[std.database]

Sat Oct 8 17:25:35 PDT 2011

Jonathan M Davis wrote:

> On Saturday, October 08, 2011 12:00:37 Andrei Alexandrescu wrote:
>> 1. If we build a D wrapper for ODBC, then we allow people to write code
>> for any database that has an ODBC driver. This, assuming we commit to
>> ODBC as D's standard database interface, would complete the project.
>> 
>> 2. If we want to go the route of "one std.database API with drivers for
>> each DBMS" and consider ODBC one of several DBMSs, then we need to
>> define our own driver architecture, write a few drivers ourselves
>> (including probably ODBC), and hope that people will add more drivers.
>> That's a larger project but it unties us from ODBC.
>> 
>> 3. If we want to go the route of "similar but not identical specialized
>> APIs per database system" and consider ODBC again only one of the
>> database systems, then we need to define one specialized API per DBMS
>> and force users to essentially choose upfront what DBMS they'll use, and
>> code for it. It's an even larger project and I don't see obvious
>> advantages for it than less of a need for upfront design.
> 
> I definitely vote for #2 or #3. One of our projects at work uses it
> (though not one that I personally work on), and I've never heard good
> things about it. Supporting it makes good sense, but I wouldn't want us to
> design Phobos' database solution around it.
> 
> We should probably explore #2 first, and then if it doesn't work well
> enough, then at least we have a solid base for the API's being similar
> with #3. However, given what I've heard about ODBC and its attempts to
> unify databases, I'm skeptical of how well we'll be able to have a unified
> DBMS API without harming performance. And from what I understand, it's
> pretty rare to change DBMSes for a project. You just pick one and use it.
> And then in the rare case where you have to change, you do the work to do
> it (and as long as the DB is appropriately modularized with regards to the
> rest of the program, it doesn't have a hugely negative affect on the rest
> of the program).
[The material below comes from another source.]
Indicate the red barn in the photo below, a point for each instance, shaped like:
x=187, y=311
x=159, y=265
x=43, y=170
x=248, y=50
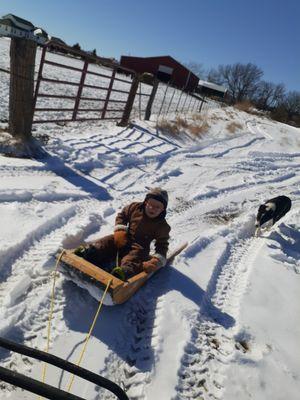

So, I question that
> #2 gains us a whole lot over #3 ultimately (_especially_ if it ends up
> #costing
> much of anything in terms of performance or usability), but I'm not a DB
> expert, and I do think that it's at least worth exploring #2 first - if
> nothing else because it could lead to the APIs for #3 being better unified
> without harming their performance or usability.
> 
> - Jonathan M Davis
I agree that once a project picks its database it rarely changes but I find 
most people tend to use common functionality on the application code side 
and it's the sql which tends to get optimised a lot (there are some traps in 
the application code that potentially reduce performance like impropper use 
of mysql prepared statements). I think with #2 we should be able to hit the 
main db requirements so people can atleast develop database connected 
applications. The drivers would give us the flexibility to handle more 
databases at a basic level (at least an odbc driver will let us achieve this 
quickly until someone wants to provide D driver implementation of a db if it 
provides advantage of some kind).

That being said how do people tend to handle the SQL itself? Unless you are 
using a library to create the SQL for you, like hibernate, does anyone find 
you tend to run into SQL syntax variation across different databases? For 
example MySQL and MSSQL handle results pagination differently 
(http://forums.asp.net/p/1427310/3186427.aspx#3186427). I know there is ANSI 
SQL but my understanding is most databases don't implement it well (not all 
of it or poor performance etc). Seems to me even if you used a common API 
you are going to need to abstract the different types of databases some how 
just because of the SQL itself.

Even if #2 is completed #3 could still be worked on, if someone is willing. 
A common API is likely to miss some features from the specific APIs (I've 
only looked into mysql so this is an assumption). The implmentations from #3 
could then be used to implement drivers for #2 allowing those who want 
flexibility to use #2 but those with more specific requirements, and 
bothered about performance, can use #3. That is more work than #2 or #3 
separately but like I said "if someone is willing".

My plan for my personal implementation was to develop specific APIs (#3) for 
MySql and Postgresql, trying to keep them similar where possible, then look 
into providing a wrapper api for common/basic functionality (#2). That 
project was as much about getting to grips with D as a project I intend to 
use, which is why I chose the long way round to implement it.